Lalu, pesan apa yang hendak disampaikan para penari tersebut? Di salah satu tulisannya, budayawan Seno Gumira Adjidarma menyebut tarian ini amat sakral sekaligus sarat makna birahi dan seksualitas. Bahkan berkembang anekdot, para penari haruslah perawan, sebab raja akan memilih salah seorang penari untuk menemaninya tidur malam itu.
Seksualitas yang kentara dalam tarian itu, kata Seno, bukan pada bagian tubuh yang terbuka. Justru bagian tubuh yang sesekali terlihat mengintip di balik kain jarik yang dikenakan penari tersebut yang mengundang decak kagum dan rasa penasaran. Ya, lekukan kaki diantara tumit dan mata kaki, saat kaki menyapu kain jarik yang menjuntai ke bawah, itulah keseksian sejati yang tertangkap mata.
Wanita dengan lekuk kaki yang sensual, konon, dianggap mampu menunjukkan kemampuan permainan cintanya di atas ranjang. Meski aneh, kedalaman lekuk kaki menjadi patokan hebat tidaknya wanita dalam bercinta. Artinya, semakin berkurang lekuknya, semakin rendah pula seksualitas (daya tarik seks) seseorang. Hmm..
Kembali pada kebaya. Disebutkan dalam sejarah, Soekarno, mantan presiden RI itu juga menyukai wanita berkebaya dan berkain jarik.

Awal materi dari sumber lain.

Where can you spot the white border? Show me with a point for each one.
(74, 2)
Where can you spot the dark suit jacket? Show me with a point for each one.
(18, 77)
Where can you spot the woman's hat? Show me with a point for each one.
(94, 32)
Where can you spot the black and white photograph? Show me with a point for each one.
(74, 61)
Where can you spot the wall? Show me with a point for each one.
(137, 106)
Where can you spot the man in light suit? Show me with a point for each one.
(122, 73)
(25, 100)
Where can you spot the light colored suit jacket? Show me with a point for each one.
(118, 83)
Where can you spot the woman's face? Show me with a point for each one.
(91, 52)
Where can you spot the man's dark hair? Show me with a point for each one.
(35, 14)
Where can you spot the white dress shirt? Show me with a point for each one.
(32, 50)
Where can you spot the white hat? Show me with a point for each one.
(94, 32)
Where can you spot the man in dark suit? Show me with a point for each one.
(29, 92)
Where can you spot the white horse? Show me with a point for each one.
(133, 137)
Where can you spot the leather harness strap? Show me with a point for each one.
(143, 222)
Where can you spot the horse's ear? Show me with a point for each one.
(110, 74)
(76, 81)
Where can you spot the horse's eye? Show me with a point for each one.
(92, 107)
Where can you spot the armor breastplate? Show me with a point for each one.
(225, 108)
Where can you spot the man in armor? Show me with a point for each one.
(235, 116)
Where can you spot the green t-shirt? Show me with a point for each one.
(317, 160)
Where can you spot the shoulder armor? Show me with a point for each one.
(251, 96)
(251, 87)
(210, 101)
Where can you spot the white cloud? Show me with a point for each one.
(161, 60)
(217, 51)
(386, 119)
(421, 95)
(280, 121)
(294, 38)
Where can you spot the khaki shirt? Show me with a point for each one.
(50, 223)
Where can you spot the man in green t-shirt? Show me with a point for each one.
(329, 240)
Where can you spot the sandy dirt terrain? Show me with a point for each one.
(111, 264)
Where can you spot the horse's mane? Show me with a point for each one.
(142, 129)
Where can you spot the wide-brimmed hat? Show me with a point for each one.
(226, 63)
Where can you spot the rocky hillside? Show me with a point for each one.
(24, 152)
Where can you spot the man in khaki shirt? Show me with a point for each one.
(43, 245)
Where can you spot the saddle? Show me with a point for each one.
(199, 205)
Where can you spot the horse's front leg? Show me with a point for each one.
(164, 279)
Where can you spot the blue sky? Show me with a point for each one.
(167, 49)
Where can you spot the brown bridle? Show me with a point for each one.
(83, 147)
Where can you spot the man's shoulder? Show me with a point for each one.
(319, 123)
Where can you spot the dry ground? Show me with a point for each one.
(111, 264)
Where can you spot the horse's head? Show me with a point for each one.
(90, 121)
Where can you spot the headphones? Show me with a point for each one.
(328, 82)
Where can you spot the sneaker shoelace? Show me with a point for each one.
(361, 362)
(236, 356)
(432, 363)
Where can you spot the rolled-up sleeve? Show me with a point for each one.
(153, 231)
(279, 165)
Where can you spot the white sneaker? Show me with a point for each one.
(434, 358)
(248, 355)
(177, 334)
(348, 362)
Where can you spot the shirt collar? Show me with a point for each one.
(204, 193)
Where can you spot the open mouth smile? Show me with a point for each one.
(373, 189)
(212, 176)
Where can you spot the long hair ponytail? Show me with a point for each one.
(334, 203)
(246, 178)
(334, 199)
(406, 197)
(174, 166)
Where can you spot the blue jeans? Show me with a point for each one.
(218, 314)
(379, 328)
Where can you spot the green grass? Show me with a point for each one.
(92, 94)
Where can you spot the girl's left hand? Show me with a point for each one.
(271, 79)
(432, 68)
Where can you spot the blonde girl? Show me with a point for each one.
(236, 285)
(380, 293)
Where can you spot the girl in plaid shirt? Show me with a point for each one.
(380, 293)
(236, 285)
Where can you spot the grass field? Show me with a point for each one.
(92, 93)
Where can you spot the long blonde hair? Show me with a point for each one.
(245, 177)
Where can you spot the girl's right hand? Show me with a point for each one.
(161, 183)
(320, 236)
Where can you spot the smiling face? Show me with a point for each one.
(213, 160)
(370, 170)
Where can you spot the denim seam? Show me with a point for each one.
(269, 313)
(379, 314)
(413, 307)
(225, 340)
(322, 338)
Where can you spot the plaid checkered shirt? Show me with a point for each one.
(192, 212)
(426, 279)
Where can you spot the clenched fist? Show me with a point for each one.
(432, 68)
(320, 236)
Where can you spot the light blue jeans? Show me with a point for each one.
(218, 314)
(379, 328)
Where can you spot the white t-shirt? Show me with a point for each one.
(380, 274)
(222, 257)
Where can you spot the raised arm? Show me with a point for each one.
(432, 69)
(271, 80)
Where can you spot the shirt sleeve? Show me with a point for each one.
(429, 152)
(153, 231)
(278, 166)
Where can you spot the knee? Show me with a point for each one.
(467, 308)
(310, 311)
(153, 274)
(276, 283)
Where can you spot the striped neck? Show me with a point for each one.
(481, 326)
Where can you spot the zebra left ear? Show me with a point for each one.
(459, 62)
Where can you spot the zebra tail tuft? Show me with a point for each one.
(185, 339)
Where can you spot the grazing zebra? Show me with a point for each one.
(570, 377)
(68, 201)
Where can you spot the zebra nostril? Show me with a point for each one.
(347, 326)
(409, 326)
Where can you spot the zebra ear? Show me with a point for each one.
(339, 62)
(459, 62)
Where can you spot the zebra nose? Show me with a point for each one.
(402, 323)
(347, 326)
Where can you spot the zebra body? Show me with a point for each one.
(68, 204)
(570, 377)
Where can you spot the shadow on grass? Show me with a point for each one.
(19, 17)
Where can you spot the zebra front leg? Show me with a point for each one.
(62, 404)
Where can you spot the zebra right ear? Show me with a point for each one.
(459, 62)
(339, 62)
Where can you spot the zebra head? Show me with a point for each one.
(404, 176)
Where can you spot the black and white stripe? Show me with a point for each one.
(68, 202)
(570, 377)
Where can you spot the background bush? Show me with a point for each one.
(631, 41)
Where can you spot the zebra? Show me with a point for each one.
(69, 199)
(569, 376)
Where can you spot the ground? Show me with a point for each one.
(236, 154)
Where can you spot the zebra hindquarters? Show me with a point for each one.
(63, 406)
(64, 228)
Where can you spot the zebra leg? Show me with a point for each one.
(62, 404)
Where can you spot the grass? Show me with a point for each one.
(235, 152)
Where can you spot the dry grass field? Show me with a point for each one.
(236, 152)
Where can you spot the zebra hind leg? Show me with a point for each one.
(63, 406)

Di masanya, kain jarik dan kebaya bahkan muncul di kalangan elit di wilayah publik dan berstatuskan sebagai pakaian nasional.
Kesukaan Soekarno pada wanita berkebaya itu diperkuat dalam disertasi Saskia Wieringa yang berjudul "The Politization of gender relations in Indonesia: The Indonesian women’s movement and Gerwani until the New Order state". Disebutkan, sikap Soekarno terhadap perempuan yang berkebaya cenderung hanya didasarkan pada rasa kagum semata dan hasrat yang tertahan.
Tak hanya kebaya
Erotisme itu tak hanya milik kebaya semata, suku Dayak Kenyah juga menyuguhkan erotisme serupa dalam balutan pakaian Ta'a. Keseksian nampak pada rok yang terbelah dari atas hingga ke bawah di bagian belakang. Dari balik belahan itulah pria Dayak menikmati erotisme yang sesungguhnya. Tepatnya rajah yang melingkar di paha dan kaki perempuan adalah keindahan yang mereka nikmati. Rajah inilah penanda erotisme dan seksualitas para wanita Dayak Kenyah.
Lalu apa yang menarik dari baju Bodo, pakaian adat masyarakat Bugis-Makassar itu? Baju berbahan kassa tipis yang nyaris transparan itu sekilas memang mirip baju tidur wanita, yang menonjolkan lekuk indah tubuh pemakainya. Konon, para perempuan Bugis dulunya tidak malu-malu mengenakannya tanpa apapun di balik busana itu, hal ini diungkapkan seorang penjelajah bernama James Brooke yang berkunjung ke Makassar di tahun 1840.
Namun, tak ada yang seksi dari gadis berbaju bodo itu, meski lekuk tubuh mereka terlihat jelas, seperti dituturkan sebagian pria Bugis. Bagi mereka, tubuh yang sering terekspos jelas itu justru secara perlahan melunturkan keseksian sang wanita. Tubuh polos dalam balutan busana transparan itu tak lagi penting, sebab orang lebih tertarik dan penasaran mengetahui sesuatu yang lebih menarik di balik tubuh tersebut. Tak lain, kecerdasan dan tutur kata seorang perempuan adalah keseksian sejati yang lebih diminati pria.
Seksualitas dalam kebudayaan
Jika dikaitkan dengan kebudayaan, sensualitas dan seksualitas memang bukan hanya perkara kedekatan raga saja. Seks adalah bagian dari budaya, yang dipelihara, ditularkan secara turun temurun dan menjadi pedoman yang memengaruhi tindakan dan prilaku seseorang dalam masyarakat. Kebudayaan serta latar belakang yang berbeda akan memengaruhi mereka dalam menilai sebuah seksualitas, sehingga seks pun dipandang dan dinilai relatif bagi setiap orang yang terbiasa hidup dalam berbagai keragaman.